Thiago Carvalho Corso (University of Stuttgart)

Title: The Cwikel-Lieb-Rozenblum inequality and a variant of the Hadamard three lines lemma
Abstract: The celebrated Cwikel-Lieb-Rozenblum (CLR) inequality, which gives a semiclassical bound on the number of bound states of a Schr\"odinger operator, is by now one of the cornerstones of quantum mechanics. Finding the sharp constant in the CLR inequality, however, remains an important open problem in mathematical physics.
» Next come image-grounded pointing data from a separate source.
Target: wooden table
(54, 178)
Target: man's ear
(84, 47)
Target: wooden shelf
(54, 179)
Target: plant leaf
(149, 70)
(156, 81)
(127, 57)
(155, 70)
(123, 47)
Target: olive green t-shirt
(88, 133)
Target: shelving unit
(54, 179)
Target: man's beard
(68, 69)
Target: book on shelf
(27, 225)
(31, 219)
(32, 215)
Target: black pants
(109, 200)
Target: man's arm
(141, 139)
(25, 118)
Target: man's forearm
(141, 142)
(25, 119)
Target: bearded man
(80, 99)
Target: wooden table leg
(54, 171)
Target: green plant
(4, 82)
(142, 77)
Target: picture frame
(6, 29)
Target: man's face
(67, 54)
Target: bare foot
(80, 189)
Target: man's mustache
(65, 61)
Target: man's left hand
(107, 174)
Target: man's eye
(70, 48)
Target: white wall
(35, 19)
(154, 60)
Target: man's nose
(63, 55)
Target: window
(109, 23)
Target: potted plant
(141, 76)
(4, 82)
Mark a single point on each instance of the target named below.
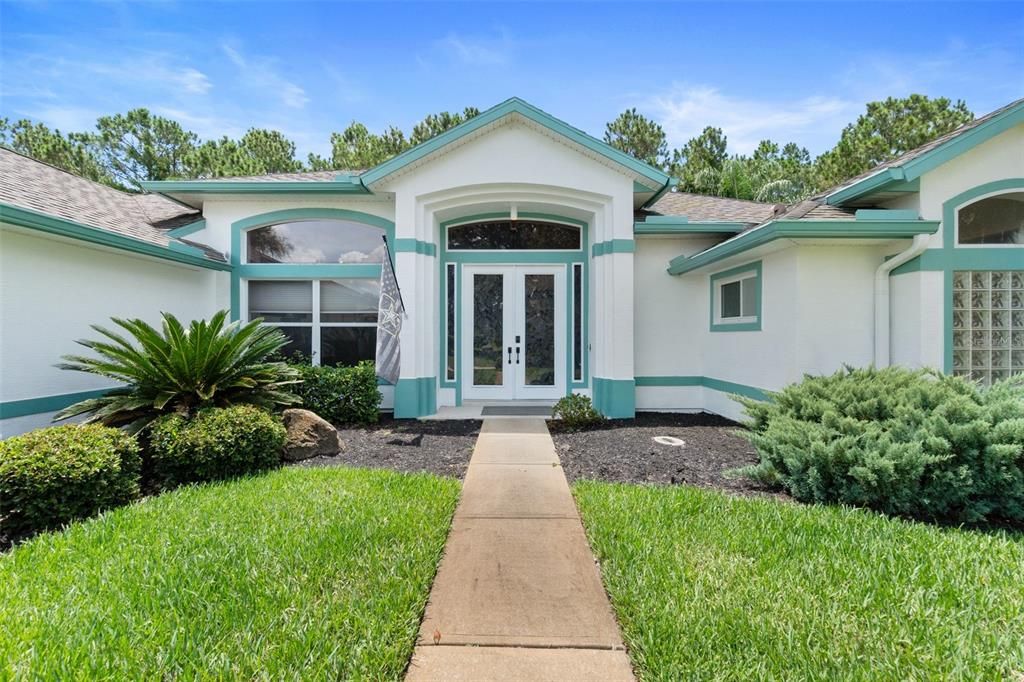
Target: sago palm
(181, 370)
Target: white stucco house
(535, 261)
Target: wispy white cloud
(477, 50)
(685, 110)
(261, 73)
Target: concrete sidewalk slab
(519, 583)
(480, 664)
(518, 594)
(515, 491)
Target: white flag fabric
(389, 314)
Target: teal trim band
(706, 382)
(680, 225)
(615, 398)
(458, 258)
(505, 215)
(754, 326)
(971, 258)
(885, 214)
(612, 246)
(415, 397)
(998, 122)
(179, 253)
(802, 229)
(298, 271)
(190, 228)
(341, 184)
(654, 176)
(46, 403)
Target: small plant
(577, 412)
(341, 394)
(215, 443)
(52, 476)
(181, 370)
(915, 443)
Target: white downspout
(882, 327)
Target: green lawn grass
(712, 587)
(301, 573)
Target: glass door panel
(539, 309)
(488, 330)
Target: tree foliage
(126, 150)
(638, 136)
(38, 141)
(888, 129)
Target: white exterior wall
(52, 289)
(516, 164)
(919, 298)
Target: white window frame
(719, 284)
(315, 323)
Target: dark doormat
(515, 411)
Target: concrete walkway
(518, 595)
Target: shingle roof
(923, 150)
(32, 184)
(699, 207)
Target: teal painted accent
(185, 230)
(885, 214)
(802, 229)
(179, 253)
(736, 327)
(707, 382)
(415, 397)
(510, 258)
(686, 227)
(415, 246)
(348, 185)
(39, 406)
(914, 168)
(613, 246)
(297, 271)
(672, 181)
(505, 215)
(615, 398)
(515, 105)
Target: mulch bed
(624, 451)
(440, 448)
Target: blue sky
(787, 72)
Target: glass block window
(988, 324)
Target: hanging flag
(389, 314)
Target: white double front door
(513, 335)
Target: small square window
(735, 299)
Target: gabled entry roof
(651, 178)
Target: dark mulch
(624, 451)
(440, 448)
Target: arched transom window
(310, 242)
(993, 220)
(514, 236)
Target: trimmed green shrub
(577, 412)
(215, 443)
(341, 394)
(915, 443)
(52, 476)
(182, 369)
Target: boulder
(309, 435)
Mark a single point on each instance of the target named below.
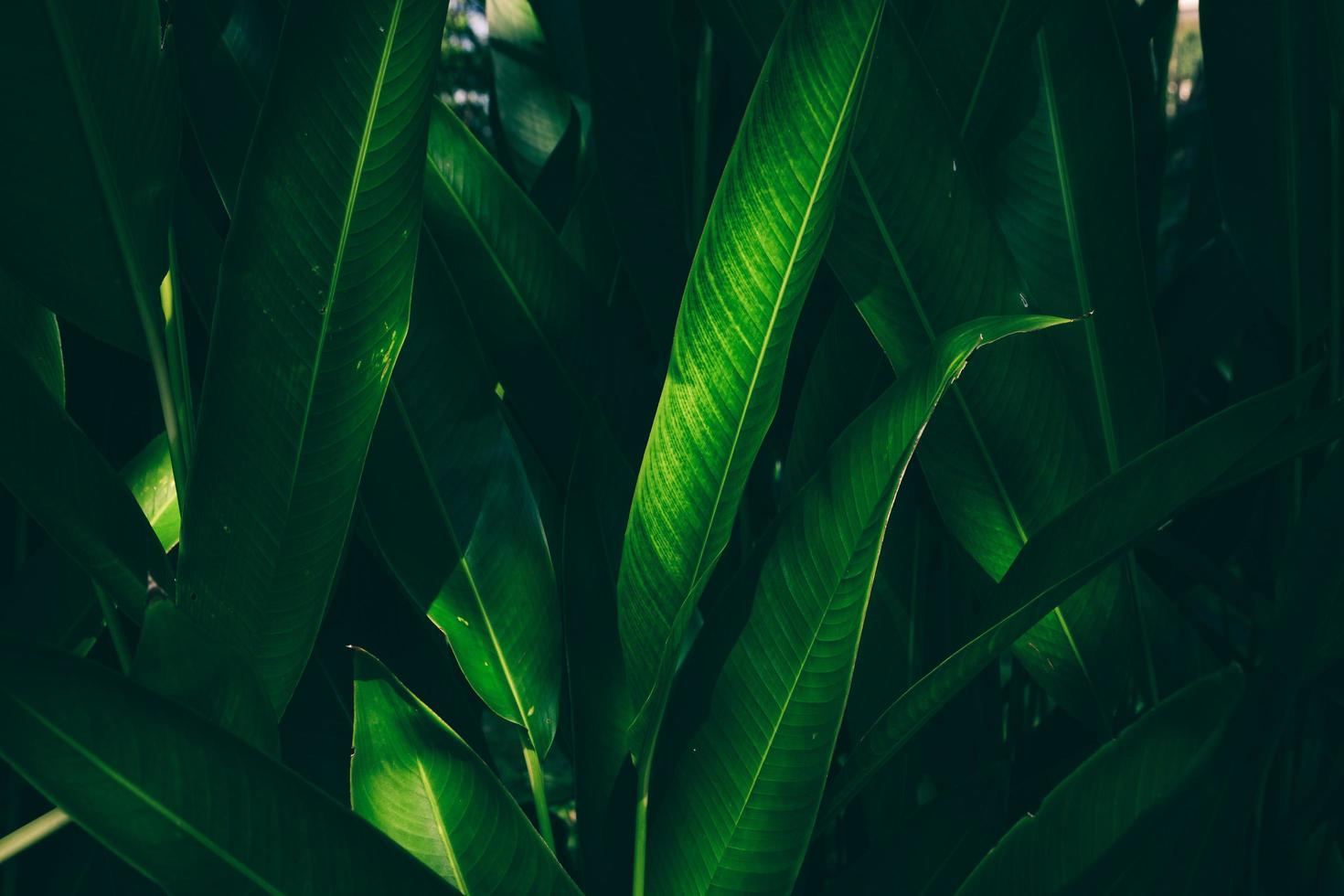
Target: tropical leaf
(89, 166)
(1094, 806)
(68, 486)
(452, 512)
(187, 805)
(598, 498)
(1100, 526)
(525, 294)
(757, 762)
(777, 197)
(316, 277)
(418, 782)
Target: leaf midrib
(841, 120)
(457, 546)
(812, 644)
(129, 786)
(328, 306)
(432, 798)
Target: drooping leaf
(741, 801)
(88, 168)
(314, 303)
(31, 332)
(1093, 807)
(421, 784)
(452, 512)
(68, 486)
(190, 806)
(761, 246)
(1100, 526)
(529, 100)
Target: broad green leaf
(1310, 581)
(89, 162)
(68, 486)
(312, 309)
(523, 292)
(179, 660)
(740, 804)
(452, 512)
(761, 246)
(194, 809)
(421, 784)
(597, 501)
(31, 332)
(228, 53)
(51, 600)
(149, 478)
(1008, 450)
(1064, 197)
(1095, 528)
(532, 108)
(1094, 806)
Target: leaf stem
(33, 833)
(537, 776)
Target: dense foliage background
(523, 446)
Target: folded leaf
(86, 172)
(418, 782)
(312, 309)
(1095, 528)
(194, 809)
(761, 246)
(741, 801)
(452, 512)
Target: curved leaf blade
(418, 782)
(452, 512)
(1095, 528)
(1090, 810)
(314, 301)
(741, 802)
(190, 806)
(68, 486)
(757, 257)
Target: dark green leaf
(190, 806)
(316, 278)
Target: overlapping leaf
(741, 802)
(452, 512)
(1100, 526)
(760, 249)
(418, 782)
(89, 163)
(314, 304)
(194, 809)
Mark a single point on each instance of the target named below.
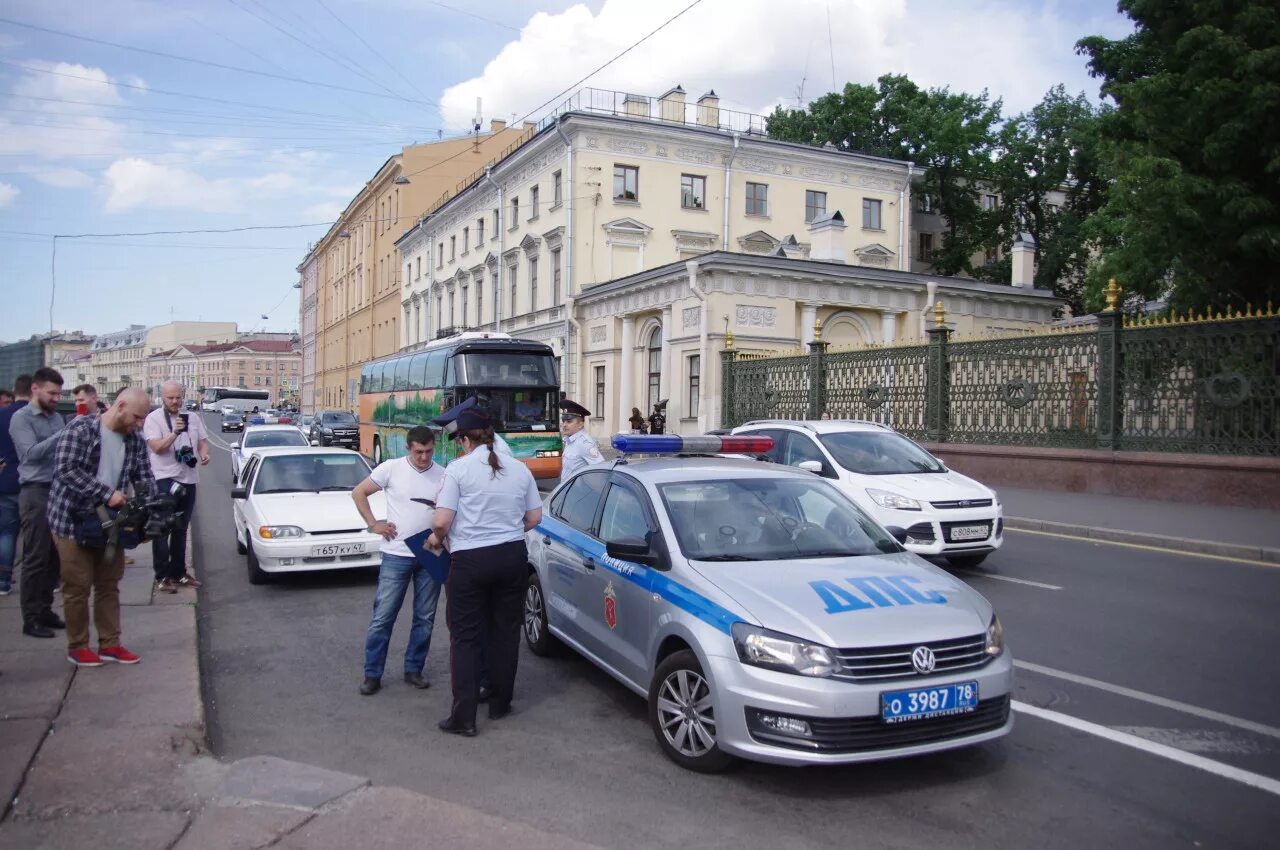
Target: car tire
(256, 575)
(540, 640)
(677, 682)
Recently, some progress has been made by Hundertmark, Kunstmann, Ried, and Vugalter in Invent. math. (2023) 231:111–167 [1]. There, the authors derived a variational problem for obtaining upper bounds on the CLR constant, from which they obtained the first improvement on the constants derived by Lieb more than 40 years ago, for dimensions d>=5. Still, the question of whether their method yields the sharp constant or is able to improve on Lieb's upper bound for d=3 (physically the most relevant case) and d=4 remained open. In this talk, we present a reformulation of the variational problem derived in [1] that resembles the variational problem associated to the famous Hadamard three lines lemma. This reformulation admits an unique (up to symmetries) optimizer for which we provide an explicit analytic formula that can be numerically evaluated. As a consequence, we improve the upper bounds on the CLR constant derived in [1] for dimensions d>=5, and show that their approach is not able to improve over Lieb's constant for dimensions d=3 and d=4.